In [3]:
import polars as pl
from datetime import datetime
import numpy as np

# Series are a 1-dimensional data structure. Within a series all elements have the same Data Type .
s = pl.Series("a", [1, 2, 3, 4, 5])

# A DataFrame is a 2-dimensional data structure that is backed by a Series,
# and it can be seen as an abstraction of a collection (e.g. list) of Series. Operations
# that can be executed on a DataFrame are very similar to what is done in a SQL like query.
# You can GROUP BY, JOIN, PIVOT, but also define custom functions.


df = pl.DataFrame(
    {
        "integer": [1, 2, 3, 4, 5],
        "date": [
            datetime(2022, 1, 1),
            datetime(2022, 1, 2),
            datetime(2022, 1, 3),
            datetime(2022, 1, 4),
            datetime(2022, 1, 5),
        ],
        "float": [4.0, 5.0, 6.0, 7.0, 8.0],
    }
)


# Polars has developed its own Domain Specific Language (DSL) for transforming data.
# The language is very easy to use and allows for complex queries that remain human
# readable. The two core components of the language are Contexts and Expressions,
# the latter we will cover in the next section.
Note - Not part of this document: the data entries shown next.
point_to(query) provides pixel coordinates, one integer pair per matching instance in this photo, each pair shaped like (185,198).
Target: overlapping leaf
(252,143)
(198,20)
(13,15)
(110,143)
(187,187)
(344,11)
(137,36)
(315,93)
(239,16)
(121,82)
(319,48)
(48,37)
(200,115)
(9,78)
# A context, as implied by the name, refers to the context in which an expression needs
# to be evaluated. There are three main contexts 1:

# Selection: df.select([..]), df.with_columns([..])
# Filtering: df.filter()
# Group by / Aggregation: df.group_by(..).agg([..])
# The examples below are performed on the following DataFrame:

df = pl.DataFrame(
    {
        "nrs": [1, 2, 3, None, 5],
        "names": ["foo", "ham", "spam", "egg", None],
        "random": np.random.rand(5),
        "groups": ["A", "A", "B", "C", "B"],
    }
)

# Select
# In the select context the selection applies expressions over columns.
# The expressions in this context must produce Series that are all the same length or have a length of 1.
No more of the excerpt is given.